The problem is our avoidance of it at all costs. Put on a brave face. Take three days compassionate leave. Get an early night and eat something, for gods sake you need to eat something. 

The problem is a year later, when their favourite film makes you cry. Except you should be over it by now. Over it how? You can’t get over something you never had a chance to feel in the first place.

 The problem is our lack of trust, that all the crying, screaming, and grief, that demands to be felt at the time it falls might actually be what we need to heal, so we can move on, as they say they would want.

The problem with grief isn’t the grief itself.

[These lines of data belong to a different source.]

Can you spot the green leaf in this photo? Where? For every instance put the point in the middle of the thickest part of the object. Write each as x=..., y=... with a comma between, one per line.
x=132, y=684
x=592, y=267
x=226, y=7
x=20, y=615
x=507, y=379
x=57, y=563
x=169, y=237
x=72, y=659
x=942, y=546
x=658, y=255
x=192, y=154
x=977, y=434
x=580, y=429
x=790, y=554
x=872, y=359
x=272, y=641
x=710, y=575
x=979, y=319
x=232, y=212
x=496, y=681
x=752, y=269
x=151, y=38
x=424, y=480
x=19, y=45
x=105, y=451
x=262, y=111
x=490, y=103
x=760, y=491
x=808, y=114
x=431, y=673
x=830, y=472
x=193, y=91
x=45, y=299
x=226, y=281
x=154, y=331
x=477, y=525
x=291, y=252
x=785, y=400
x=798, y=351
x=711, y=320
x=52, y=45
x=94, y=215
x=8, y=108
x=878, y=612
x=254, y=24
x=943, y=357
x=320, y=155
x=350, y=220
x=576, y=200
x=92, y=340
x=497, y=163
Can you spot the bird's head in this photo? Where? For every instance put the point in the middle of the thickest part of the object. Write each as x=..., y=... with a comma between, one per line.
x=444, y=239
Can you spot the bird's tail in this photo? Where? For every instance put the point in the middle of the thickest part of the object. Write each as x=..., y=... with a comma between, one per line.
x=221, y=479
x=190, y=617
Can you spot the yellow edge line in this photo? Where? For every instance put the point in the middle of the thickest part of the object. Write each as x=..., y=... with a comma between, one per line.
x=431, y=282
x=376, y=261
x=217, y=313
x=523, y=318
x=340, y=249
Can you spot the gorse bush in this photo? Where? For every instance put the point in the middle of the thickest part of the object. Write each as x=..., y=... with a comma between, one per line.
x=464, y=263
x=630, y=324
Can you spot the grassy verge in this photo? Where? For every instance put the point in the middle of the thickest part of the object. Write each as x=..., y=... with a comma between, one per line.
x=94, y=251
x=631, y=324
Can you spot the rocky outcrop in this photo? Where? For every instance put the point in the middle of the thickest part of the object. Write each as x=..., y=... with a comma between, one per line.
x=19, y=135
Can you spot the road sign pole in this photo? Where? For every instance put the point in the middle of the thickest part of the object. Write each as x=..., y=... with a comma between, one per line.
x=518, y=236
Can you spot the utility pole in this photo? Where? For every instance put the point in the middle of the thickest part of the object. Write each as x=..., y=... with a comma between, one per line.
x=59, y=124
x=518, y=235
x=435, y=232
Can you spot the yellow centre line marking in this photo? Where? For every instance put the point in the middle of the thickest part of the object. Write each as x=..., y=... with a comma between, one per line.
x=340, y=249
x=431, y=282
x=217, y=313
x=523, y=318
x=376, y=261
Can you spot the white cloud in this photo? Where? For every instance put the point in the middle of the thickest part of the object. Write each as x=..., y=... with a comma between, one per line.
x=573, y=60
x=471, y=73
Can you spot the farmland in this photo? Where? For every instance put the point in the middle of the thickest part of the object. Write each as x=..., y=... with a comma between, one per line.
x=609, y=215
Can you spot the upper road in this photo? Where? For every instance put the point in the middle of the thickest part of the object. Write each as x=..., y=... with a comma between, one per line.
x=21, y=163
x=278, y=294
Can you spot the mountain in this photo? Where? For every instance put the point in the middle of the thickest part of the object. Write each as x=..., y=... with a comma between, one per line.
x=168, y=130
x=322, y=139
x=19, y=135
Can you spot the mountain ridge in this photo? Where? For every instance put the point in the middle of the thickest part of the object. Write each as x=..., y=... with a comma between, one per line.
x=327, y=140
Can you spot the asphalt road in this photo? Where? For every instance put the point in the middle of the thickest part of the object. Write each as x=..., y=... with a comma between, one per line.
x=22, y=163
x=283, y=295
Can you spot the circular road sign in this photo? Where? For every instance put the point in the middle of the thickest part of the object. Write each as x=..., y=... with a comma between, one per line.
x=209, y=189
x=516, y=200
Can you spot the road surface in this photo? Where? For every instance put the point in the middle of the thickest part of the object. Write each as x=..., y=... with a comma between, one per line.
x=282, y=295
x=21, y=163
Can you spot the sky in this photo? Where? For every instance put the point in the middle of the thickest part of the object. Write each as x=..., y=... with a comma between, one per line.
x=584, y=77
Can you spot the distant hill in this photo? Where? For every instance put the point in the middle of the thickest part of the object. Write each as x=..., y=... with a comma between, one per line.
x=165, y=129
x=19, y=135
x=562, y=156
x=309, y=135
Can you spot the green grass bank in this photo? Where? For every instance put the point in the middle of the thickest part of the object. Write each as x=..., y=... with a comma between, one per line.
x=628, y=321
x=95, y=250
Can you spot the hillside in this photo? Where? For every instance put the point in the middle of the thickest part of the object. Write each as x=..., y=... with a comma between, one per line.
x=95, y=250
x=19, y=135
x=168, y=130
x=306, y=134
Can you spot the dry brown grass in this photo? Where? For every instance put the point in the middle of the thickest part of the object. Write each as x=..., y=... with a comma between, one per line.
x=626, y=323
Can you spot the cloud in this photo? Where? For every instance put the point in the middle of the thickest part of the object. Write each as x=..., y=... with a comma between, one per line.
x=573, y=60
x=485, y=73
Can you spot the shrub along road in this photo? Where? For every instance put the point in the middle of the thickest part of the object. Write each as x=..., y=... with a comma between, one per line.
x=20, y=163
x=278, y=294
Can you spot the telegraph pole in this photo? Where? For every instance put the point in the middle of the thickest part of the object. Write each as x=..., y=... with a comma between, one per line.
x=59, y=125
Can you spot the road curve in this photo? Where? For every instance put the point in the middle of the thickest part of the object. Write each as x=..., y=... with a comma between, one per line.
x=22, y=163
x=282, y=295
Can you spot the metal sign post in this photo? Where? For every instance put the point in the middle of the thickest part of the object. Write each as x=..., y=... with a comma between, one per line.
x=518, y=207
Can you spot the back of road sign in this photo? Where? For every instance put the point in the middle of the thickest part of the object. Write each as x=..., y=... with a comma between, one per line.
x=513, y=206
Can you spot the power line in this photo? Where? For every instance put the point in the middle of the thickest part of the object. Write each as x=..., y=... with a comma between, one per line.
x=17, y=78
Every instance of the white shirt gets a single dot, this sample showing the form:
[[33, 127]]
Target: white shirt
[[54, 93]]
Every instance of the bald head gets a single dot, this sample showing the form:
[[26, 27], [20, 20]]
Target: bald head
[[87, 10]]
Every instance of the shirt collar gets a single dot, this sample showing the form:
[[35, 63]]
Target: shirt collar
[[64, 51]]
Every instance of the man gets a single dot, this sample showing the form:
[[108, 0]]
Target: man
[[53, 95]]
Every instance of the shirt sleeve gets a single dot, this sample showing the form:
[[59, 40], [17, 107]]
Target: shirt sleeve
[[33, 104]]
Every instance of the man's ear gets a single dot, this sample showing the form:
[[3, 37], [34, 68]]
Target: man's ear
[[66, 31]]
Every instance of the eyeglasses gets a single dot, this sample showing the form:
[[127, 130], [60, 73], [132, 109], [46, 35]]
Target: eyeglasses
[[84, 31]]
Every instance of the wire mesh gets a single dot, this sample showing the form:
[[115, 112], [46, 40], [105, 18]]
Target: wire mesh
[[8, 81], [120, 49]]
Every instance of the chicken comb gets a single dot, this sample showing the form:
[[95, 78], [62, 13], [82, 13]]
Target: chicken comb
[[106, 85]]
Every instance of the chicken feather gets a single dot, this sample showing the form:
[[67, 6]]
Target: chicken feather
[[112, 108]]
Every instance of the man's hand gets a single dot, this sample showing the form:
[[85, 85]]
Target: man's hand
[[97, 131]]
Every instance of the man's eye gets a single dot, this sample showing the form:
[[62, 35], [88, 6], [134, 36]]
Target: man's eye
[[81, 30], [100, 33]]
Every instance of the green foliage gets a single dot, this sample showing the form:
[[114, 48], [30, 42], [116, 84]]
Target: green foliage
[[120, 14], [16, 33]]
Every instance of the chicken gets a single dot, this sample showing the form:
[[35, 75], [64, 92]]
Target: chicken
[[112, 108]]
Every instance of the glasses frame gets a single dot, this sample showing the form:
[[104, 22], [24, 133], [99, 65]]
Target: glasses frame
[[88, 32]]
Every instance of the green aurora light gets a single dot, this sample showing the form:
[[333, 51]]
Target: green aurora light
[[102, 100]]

It’s our denial that grief may exist, in this moment, as it happens. It’s our rush to carry on with our lives, as though death itself may come after you or your own, guilty by association. It’s our own minds, that years from now, on a bus or at dinner, will break down with the words or tears you never let be.

The problem with grief isn’t the grief itself.

It’s the fatigue cracks that we paint over now that bring down the jet twenty five years later. A patched up heart never did heal back to the way it was and thus, the problem isn’t with grief.

It’s with us.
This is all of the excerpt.